Construction of the biocontainment unit was supported by grants from the federal and state governments with comprehensive funds supported by MedStar Health. In October 2022, the U.S. Department of Health and Human Services (ASPR) Administration of Strategic Preparedness and Response (ASPR) awarded Washington Medstar Hospital Center a $3 million grant to serve as a dedicated regional Emerging Special Pathogen Treatment (RESPTC) center. It was one of three sites selected to expand beyond RESPTC’s existing 10 sites across the country.
“This $3 million ASPR grant provides funding to expand the volume and type of equipment we need to care for more patients and supports our partnership with 12 regional centers for the treatment of specific pathogens,” said Craig Deatley, director of the Emergency Department. Preparedness and Interim Program Director who will manage BCU and award funds at MedStar Washington Hospital Center. “We have become a referral center for FEMA Region 3, which includes Washington, D.C., Delaware, Maryland, Pennsylvania, Virginia, and West Virginia, and we are partnering with Children’s National Hospital and Johns Hopkins to cover both pediatric and adult patients.”
When not in use for biocontainment or respiratory isolation, the unit can be configured to monitor up to 15 patients who require longer periods of care than the ED can provide but who are not sick enough to warrant inpatient admission. The place also has two private pathogen rooms where operations or labor and delivery procedures can be performed.

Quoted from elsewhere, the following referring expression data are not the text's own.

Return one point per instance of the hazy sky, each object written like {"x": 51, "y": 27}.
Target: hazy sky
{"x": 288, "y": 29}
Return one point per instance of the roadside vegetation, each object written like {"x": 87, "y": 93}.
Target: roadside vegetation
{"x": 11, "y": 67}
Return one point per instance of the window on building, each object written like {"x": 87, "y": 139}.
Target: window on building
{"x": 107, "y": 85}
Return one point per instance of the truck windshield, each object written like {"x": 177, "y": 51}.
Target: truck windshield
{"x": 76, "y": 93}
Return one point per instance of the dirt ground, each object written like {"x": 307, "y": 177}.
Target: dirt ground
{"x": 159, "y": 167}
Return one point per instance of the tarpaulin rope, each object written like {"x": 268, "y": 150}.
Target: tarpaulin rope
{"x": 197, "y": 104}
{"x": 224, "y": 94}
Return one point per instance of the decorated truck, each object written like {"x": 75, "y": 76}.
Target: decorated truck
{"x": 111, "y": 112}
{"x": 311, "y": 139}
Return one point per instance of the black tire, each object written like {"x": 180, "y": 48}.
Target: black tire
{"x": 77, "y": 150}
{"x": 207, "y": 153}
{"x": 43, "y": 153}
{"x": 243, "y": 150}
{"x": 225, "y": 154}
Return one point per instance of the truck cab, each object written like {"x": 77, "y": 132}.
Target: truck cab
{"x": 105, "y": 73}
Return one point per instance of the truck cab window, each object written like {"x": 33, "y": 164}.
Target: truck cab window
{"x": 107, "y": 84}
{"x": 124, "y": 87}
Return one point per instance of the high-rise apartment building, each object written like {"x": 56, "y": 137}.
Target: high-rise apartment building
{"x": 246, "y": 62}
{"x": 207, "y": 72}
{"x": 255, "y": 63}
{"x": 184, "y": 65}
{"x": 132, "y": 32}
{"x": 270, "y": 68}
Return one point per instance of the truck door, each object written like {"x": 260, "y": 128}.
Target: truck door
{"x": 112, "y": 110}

MedStar Health’s significant investment in the unit underscores the system’s commitment to improving and providing safe care for patients with pathogens, and is an invaluable addition to MedStar Washington Hospital Center’s portfolio of existing services such as cardiology, cancer, trauma and burns.
This really puts us at the forefront of health organizations in the United States, and our biocontainment unit is another differentiator that allows us to serve our community and expand our regional and national preparedness. “
Shane Kapler, MD, medical director, Biocontainment Unit, MedStar Washington Hospital Center
MedStar Washington Hospital Center is part of the National Training and Education Center for Special Emerging Pathogens, or NETEC, where a consortium of hospitals with expertise in treating specific pathogens shares lessons learned with goals of driving best practice, closing knowledge gaps, and developing innovative resources.